I listened to motivational tapes that kept me inspired and I worked daily on my business. I was sure that I could support myself with my clay, but the need for a new car and a drop in orders forced me to rethink that decision. At about the same time that the financial crisis in America was hitting, my own crisis was starting to show itself. I was beginning to think that I might not be able to make it as a self employed artist.

Two weeks ago my former boss asked if I would like a small site to direct. "7 kids!" she said, dangling this opportunity over my head. I did not hesitate and accepted the job. It was with a happy heart that I started last Friday.

My first day on the job (which is only 3.5 hours per day) I bonded with the children and met most of the parents. It was a great start and I was glad to be back working with kids.

It's funny though, how a few rude parents can totally change a person's perspective. Yesterday, I had to inform a parent that she was a few weeks behind in her tuition. She started to argue that she didn't owe it, she wasn't going to pay it, and she's going to be mad if she has to. I finally told her my boss would handle it. She told me she understood it wasn't my fault, but she still wasn't going to pay it. I just can pass her off to my boss, who said she would handle it. I still may have to listen to this parent complain, in fact, I'm sure she will.

Today, a father came in to get his son. I hadn't met him yet and asked to see his ID. I knew it was going to be a hassle because when the dad came in, he didn't look at me or speak to me. I came up to him, introduced myself to him, and asked to see his ID. His attitude was immediatly condesending. He asked me, "how old is my son?" "How old?" he repeated. Before I could answer, he said, "He's ten years old and he ought to know I'm his dad."

I replied, "yes, but I don't know you." He repeated his rude comment.

I replied, "My concern is just for the safety of your child."

The father walked to the door, stopped and looked at his son. "Are you old enough to know I'm your dad?" he asked.

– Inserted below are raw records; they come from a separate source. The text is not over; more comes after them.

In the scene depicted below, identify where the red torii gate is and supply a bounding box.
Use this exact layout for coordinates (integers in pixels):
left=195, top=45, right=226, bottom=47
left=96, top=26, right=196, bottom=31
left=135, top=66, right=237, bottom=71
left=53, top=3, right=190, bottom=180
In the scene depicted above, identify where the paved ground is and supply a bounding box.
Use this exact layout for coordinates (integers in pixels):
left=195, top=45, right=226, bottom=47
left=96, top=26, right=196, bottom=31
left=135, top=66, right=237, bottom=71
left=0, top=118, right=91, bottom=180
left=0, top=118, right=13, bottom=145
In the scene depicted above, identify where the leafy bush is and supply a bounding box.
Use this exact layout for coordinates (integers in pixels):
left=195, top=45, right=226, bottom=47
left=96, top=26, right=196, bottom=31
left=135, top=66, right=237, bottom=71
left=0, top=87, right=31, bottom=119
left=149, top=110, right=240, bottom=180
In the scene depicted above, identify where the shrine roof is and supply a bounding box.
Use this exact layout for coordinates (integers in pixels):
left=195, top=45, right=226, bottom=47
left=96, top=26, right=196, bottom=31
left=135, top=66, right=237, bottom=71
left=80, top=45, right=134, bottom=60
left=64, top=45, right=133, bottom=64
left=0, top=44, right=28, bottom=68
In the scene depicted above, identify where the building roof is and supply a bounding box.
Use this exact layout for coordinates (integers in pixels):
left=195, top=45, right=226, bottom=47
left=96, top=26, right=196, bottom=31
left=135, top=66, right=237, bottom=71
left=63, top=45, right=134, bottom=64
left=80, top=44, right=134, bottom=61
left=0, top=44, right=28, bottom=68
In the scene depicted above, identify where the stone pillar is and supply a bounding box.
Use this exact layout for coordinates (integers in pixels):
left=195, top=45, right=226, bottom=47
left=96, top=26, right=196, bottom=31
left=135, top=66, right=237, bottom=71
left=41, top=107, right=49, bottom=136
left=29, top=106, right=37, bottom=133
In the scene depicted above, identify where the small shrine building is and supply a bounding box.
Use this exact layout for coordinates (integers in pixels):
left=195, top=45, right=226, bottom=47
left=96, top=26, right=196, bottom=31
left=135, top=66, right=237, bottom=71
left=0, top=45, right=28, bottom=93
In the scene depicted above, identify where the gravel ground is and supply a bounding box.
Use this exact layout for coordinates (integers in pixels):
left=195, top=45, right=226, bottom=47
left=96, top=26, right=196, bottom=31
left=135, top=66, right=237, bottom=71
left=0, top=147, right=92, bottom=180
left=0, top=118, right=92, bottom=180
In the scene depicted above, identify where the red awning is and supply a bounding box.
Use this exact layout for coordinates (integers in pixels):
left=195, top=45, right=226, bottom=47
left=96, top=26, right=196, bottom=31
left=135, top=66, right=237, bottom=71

"Do you have your ID?" I continued.

Finally, he opened up his wallet, mumbling under his breath as he flipped it open, and just as I leaned forward to see, he snapped it shut and walked out of the door.

I was dumbfounded. If I were a parent with a child in daycare, I would be glad to show my ID.
I stood in the middle of the room and, sure enough, felt my eyes tear up as a lump formed in my throat. It took me about 15 minutes to get the thought of him out of my head without crying, and now, 6 hours later, I'm writing about it. I hate the fact that I'm so sensitive. It really bothers me. What I would really like to have said was, "Well, sir, I guess you won't mind if I let your son go home with anyone. Hopefully, no child molester will stop by to get him."
But, because I'm too polite for my own good, I just stood there like a door mat.




It's moments like this that I wish I could be more successful with my clay and that I could make more than enough money to support myself. I must admit, as soon as I got home, I worked on my website, made a few items, did my homework for my graphic class and worked on promoting my sites. It's jerks like the above dad who will inspire and motivate me to one day be successful enough to be self employed. I should have thanked him. For now though, I'll bite my tongue, do my job, and work like mad on my own business.